Contracted to analyze apartment metrics to build a model to predict rent prices and apartment occupancy from relevant features. Data will be used to competetively price apartment rent and predict occupancy for profit analysis. Resulted in a model with less than 5% error rate using ensemble machine learning methods.
The first step in the data analysis was to examine the data. There were many missing or incorrect values, so we replaced invalid entires with either the mean or mode, depending on the specific feature. This was done to improve the quality of the dataset, without removing rows from an already sparse data source.
We also remove features such as the apartment complex name, sub market, etc as they do not have any relationship with our predictors.
Here are the statistics for each feature:
Feature | Mean | Median | Mode | Minimum | Maximum | Standard Deviation |
---|---|---|---|---|---|---|
Units | 209.2893 | 77 | 240 | 46 | 573 | 114.4006 |
Bedrooms | 1.6309 | 2 | 2 | 1 | 4 | 0.7115 |
Size | 854.8595 | 840 | 800 | 109 | 1751 | 271.1651 |
Bathrooms | 1.3795 | 1 | 1 | 1 | 3 | 0.4931 |
Rent | $601.04 | $715 | $599 | $310 | $2,437 | $152.82 |
Occupancy | 89.3106% | 100% | 100 | 36% | 100% | 9.0944% |
Zip Code | 67671.6736 | 87111 | null | 87048 | 87123 | 17132.2395 |
Age | 1820.5799 | 1965 | null | 2 | 2011 | 196.1572 |
The data then needed to be visualized to examine given features and their relationship to our two output features- rent and occupancy. The graphs found below start telling the story of our data:
As you can see, the size of a unit and the number of bedrooms (and bathrooms) are positively correlated with the rent. This intuitively makes sense, as we expect large apartments with more amenities to be more expensive.
Interestingly enough, the number of units in an apartment complex is negatively correlated with occupancy. This is likely due to large apartment complexes having longer occupancy between renters.

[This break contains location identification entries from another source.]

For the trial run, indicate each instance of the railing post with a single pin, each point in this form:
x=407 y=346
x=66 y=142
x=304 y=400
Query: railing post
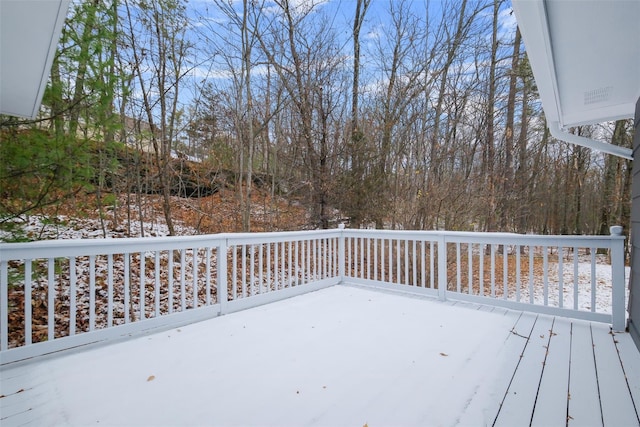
x=617 y=277
x=442 y=267
x=341 y=255
x=221 y=265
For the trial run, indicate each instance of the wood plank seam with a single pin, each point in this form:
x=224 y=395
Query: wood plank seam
x=626 y=379
x=506 y=392
x=595 y=362
x=544 y=363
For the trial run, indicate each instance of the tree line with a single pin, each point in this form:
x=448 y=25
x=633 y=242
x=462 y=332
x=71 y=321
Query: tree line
x=387 y=113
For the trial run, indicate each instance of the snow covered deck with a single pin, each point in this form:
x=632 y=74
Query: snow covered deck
x=343 y=355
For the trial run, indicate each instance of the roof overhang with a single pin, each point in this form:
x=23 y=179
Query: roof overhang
x=29 y=33
x=585 y=56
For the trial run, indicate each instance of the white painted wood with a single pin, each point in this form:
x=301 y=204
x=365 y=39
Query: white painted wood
x=518 y=406
x=551 y=401
x=73 y=295
x=51 y=291
x=28 y=303
x=617 y=405
x=584 y=397
x=314 y=253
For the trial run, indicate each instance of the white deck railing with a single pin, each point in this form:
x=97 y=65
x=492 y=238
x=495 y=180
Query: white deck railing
x=56 y=295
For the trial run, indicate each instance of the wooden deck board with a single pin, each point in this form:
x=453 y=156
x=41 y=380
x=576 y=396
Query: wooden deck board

We then use a correlation matrix to confirm our visual suspicions:
Feature | Rent | Occupancy |
---|---|---|
Units | 9% | -22% |
Bedrooms | 40% | 8% |
Size | 39% | -6% |
Bathrooms | 34% | -3% |
ZIP | 100% | 100% |
Age | 100% | 100% |
The correlation matrix reflects what we learned from visualizing the data, but also brings up an alarming feature- both the zip code and age of the apartment complex are both highly correlated with rent and occupancy. Further inspection reveals that due to the sparse data, most zip codes and ages are unique, which explains the high correlation. We will remove these features, as it is unlikely they will generalize well to new sample data.
The next step in our process is to build a model. We use a simple feedforward network with a small number of hidden layers. Data is normalized to prevent training errors. Initial results were promising, but using a gradient boosting technique and hyperparameter tuning lowered the error of our model. Evaluation on the test dataset revealed the following errors:
Feature | Mean Percent Absolute Error |
---|---|
Rent | 4.87% |
Occupancy | 5.07% |
Rent:
Occupancy:
The generated model has great accuracy for predicting rent prices, with an acceptable error rate. The main issue with the current model centers around the lack of market data. The model could be improved with more data points and extended to other areas and markets. More data would likely make location information more relevant in the model, which we know to be correlated with price.
It would also be interesting to include a single image of the property in the pipeline, to try and quantify the aesthetic value of the property. This could be trained using the same network with a convolutional neural network used to downsample features of the image into an input vector.